In the third quarter ARGUS capitalized $0.3 million of costs related to the software development of the latest release of AE 10.5, which now encompasses global functionality by incorporating Australian valuation standards. Continued investments in areas such as professional talent, marketing capabilities, and product development will be central to the Company’s growth initiatives and efforts at increasing ARGUS’ market share in existing and new markets.
During the third quarter, the steady performance from RVA was strengthened by the recent acquisition of RealNet Canada Inc. (“RealNet”), increased advisory services work in Canada, and the addition of new clients in the US. Year-over-year, RVA’s gross revenue increased by 24.8% to $22.8 million (from $18.2 million) and Adjusted EBITDA grew by 9.1% to $5.3 million (from $4.9 million), resulting in a quarterly Adjusted EBITDA margin of 23.3%. RealNet, which was acquired on July 23, 2014, contributed 8.0% of the 24.8% revenue growth, and was the key driver for earnings growth.
The Company is making good progress executing on its strategy for growing RVA globally by enhancing its data offerings and exporting its outsourced appraisal management model into Europe. Recent achievements include: significant advancements in updating RVA’s benchmarking analytics offerings; added international capabilities through Voyanta’s data management platform; opened an office in Luxembourg to market the outsourced appraisal management model in Europe, a market that now, by law, requires alternative investment funds to set up an independent valuation review process; recently signed two new big European RVA clients; and initiated a strategic data sharing agreement with NCREIF in the US to create a new product that will enable users to perform investment analytics. Ongoing investments in 2015 will be required to allow RVA to continue to more fully implement its global strategy.

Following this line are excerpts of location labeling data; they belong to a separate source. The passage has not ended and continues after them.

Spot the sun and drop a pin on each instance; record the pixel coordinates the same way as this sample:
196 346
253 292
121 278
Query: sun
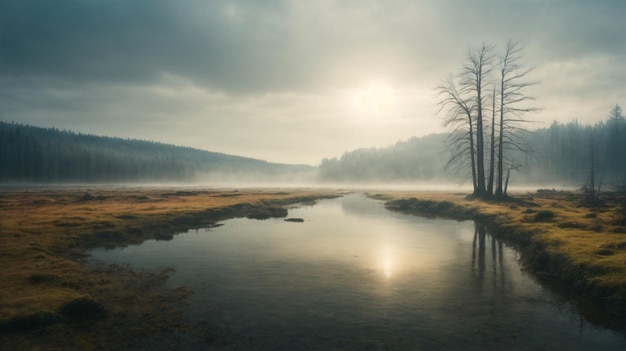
374 97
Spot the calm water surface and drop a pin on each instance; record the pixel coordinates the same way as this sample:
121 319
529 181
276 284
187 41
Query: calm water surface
356 276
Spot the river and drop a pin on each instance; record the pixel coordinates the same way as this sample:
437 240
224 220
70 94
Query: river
356 276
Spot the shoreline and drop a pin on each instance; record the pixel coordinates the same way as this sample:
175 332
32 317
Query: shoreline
585 260
47 234
51 297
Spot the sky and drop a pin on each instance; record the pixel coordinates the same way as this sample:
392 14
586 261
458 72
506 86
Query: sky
292 81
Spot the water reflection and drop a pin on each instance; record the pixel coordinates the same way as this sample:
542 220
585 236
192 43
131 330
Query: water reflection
356 276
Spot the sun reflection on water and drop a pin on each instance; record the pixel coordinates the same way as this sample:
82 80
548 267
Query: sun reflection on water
388 262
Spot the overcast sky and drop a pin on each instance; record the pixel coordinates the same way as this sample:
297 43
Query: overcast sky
291 81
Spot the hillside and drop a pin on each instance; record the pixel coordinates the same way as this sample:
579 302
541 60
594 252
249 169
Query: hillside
560 155
48 155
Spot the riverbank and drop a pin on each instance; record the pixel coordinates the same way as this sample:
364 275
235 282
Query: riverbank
51 299
580 249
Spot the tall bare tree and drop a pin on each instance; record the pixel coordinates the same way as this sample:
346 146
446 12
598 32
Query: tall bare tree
466 104
513 105
460 119
475 75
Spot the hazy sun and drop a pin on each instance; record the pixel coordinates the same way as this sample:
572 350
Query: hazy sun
374 98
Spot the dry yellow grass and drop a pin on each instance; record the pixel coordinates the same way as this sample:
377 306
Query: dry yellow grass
44 234
588 243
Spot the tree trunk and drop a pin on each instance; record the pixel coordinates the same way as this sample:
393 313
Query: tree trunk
492 144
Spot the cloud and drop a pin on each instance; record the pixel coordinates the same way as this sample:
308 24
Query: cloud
270 79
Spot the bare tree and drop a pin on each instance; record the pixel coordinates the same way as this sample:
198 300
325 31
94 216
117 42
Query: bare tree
513 104
492 142
475 73
460 118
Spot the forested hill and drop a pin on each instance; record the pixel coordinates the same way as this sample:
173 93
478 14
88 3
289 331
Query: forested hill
417 159
562 154
34 154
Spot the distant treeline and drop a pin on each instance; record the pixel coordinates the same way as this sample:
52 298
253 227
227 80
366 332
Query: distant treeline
417 159
34 154
560 154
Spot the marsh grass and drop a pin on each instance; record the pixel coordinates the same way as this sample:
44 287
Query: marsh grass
50 298
583 247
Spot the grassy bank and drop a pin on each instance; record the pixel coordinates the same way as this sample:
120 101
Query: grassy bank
50 298
581 248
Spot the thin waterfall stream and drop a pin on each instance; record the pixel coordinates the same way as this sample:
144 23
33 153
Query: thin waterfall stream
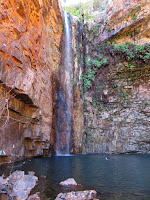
64 117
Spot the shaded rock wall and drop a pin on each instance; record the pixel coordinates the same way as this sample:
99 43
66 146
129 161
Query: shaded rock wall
29 51
117 79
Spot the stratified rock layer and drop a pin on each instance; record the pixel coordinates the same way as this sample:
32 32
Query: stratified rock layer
29 51
117 110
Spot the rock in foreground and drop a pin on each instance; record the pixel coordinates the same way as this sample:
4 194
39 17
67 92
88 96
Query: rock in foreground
18 185
69 181
79 195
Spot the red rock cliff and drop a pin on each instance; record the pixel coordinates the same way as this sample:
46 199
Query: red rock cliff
30 34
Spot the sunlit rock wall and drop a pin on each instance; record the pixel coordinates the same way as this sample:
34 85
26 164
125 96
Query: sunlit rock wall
30 34
117 79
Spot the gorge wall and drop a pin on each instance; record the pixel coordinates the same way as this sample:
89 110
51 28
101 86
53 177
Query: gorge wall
117 78
110 102
29 51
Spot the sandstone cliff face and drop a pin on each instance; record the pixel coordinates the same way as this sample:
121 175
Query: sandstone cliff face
30 34
117 81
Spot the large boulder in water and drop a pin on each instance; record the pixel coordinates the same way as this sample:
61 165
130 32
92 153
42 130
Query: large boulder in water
69 181
17 186
79 195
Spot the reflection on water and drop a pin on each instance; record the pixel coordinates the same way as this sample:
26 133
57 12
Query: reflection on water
120 177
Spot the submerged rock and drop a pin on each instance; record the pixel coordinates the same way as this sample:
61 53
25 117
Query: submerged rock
69 181
18 185
34 197
79 195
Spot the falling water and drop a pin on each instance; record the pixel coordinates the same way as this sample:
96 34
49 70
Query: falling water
64 95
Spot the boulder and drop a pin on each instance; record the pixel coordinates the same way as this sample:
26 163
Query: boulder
34 197
18 186
69 181
78 195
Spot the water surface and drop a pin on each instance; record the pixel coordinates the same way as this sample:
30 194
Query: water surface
120 177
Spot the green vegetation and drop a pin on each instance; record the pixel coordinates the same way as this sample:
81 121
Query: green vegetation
79 9
115 68
86 8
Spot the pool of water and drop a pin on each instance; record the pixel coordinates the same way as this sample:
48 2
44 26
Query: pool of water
119 177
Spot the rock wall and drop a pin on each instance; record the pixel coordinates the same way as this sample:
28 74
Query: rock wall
29 52
117 79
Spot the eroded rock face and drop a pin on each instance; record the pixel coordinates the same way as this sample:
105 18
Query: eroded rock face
18 186
128 21
29 51
117 110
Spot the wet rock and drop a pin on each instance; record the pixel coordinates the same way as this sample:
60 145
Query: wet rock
34 197
16 176
69 181
17 185
79 195
3 181
31 173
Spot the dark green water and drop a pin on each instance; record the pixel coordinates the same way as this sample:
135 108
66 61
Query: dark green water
121 177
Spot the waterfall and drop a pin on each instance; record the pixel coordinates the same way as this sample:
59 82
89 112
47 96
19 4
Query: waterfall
64 117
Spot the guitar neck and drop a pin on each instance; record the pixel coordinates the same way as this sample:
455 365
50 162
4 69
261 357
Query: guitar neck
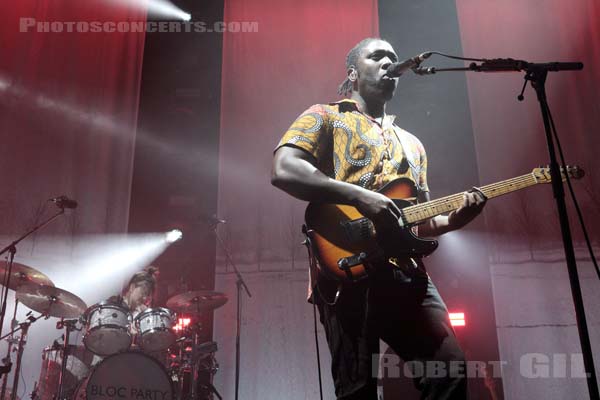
421 212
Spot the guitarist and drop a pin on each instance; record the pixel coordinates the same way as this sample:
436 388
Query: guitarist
341 153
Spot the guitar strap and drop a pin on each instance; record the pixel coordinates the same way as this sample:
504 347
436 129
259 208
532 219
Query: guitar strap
415 168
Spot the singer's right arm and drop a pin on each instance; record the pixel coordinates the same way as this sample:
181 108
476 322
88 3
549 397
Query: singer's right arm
294 172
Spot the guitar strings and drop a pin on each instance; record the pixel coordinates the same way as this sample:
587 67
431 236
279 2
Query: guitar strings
448 202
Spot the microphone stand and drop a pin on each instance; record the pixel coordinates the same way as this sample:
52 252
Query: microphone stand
239 284
536 73
12 250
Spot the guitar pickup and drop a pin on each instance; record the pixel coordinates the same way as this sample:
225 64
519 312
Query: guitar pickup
358 229
348 262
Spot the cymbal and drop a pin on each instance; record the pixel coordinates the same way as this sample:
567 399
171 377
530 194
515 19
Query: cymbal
51 301
196 301
23 275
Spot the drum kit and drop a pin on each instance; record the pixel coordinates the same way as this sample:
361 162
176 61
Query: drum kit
156 355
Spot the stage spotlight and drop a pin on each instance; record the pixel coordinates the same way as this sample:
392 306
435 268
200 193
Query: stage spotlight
163 9
173 236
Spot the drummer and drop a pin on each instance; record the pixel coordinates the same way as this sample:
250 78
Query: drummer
138 294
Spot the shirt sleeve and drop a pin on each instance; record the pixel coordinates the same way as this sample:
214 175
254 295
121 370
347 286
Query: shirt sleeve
423 186
308 132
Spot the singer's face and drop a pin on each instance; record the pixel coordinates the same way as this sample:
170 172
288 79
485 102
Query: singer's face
372 65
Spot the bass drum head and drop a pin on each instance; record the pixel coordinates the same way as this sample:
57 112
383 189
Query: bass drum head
131 375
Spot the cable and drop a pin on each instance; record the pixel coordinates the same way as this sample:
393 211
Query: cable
457 57
572 193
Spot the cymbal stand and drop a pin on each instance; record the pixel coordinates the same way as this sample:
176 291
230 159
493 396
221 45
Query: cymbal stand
11 341
69 325
24 327
12 249
22 343
239 284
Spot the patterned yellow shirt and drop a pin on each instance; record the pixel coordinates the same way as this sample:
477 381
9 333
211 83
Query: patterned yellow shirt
350 146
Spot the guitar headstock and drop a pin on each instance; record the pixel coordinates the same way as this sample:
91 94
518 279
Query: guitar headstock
542 174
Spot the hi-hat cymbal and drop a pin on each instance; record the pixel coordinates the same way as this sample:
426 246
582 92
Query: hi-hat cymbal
51 301
21 275
196 301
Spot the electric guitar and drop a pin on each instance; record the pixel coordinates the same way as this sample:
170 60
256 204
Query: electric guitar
346 243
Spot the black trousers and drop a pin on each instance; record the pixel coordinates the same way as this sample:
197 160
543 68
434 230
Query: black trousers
409 316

During the third quarter, gross revenue in the North America Property Tax benefitted from organic growth in the US, which increased by 2.5% to $16.1 million (from $15.8 million) but Adjusted EBITDA, impacted by operational investments, decreased by 20.7% to $3.3 million (from $4.1 million), representing a quarterly Adjusted EBITDA margin of 20.2%. The North American Property Tax business unit continues to represent a significant growth opportunity for Altus Group, particularly in the US market where the Company’s business model is well positioned as one of the few independent companies equipped to service large multi-national cross-border clients.
The UK Property Tax group had double-digit year-over-year growth, bolstered by a higher closure of cases for tax ratings and empty rates cases, as well as favourable exchange rate movements which benefitted gross revenue by 12.6%. Year-over-year gross revenue grew 23.3% to $6.3 million (from $5.1 million) and Adjusted EBITDA improved by 79.8% to $1.6 million (from $0.9 million), representing a quarterly Adjusted EBITDA margin of 24.7%.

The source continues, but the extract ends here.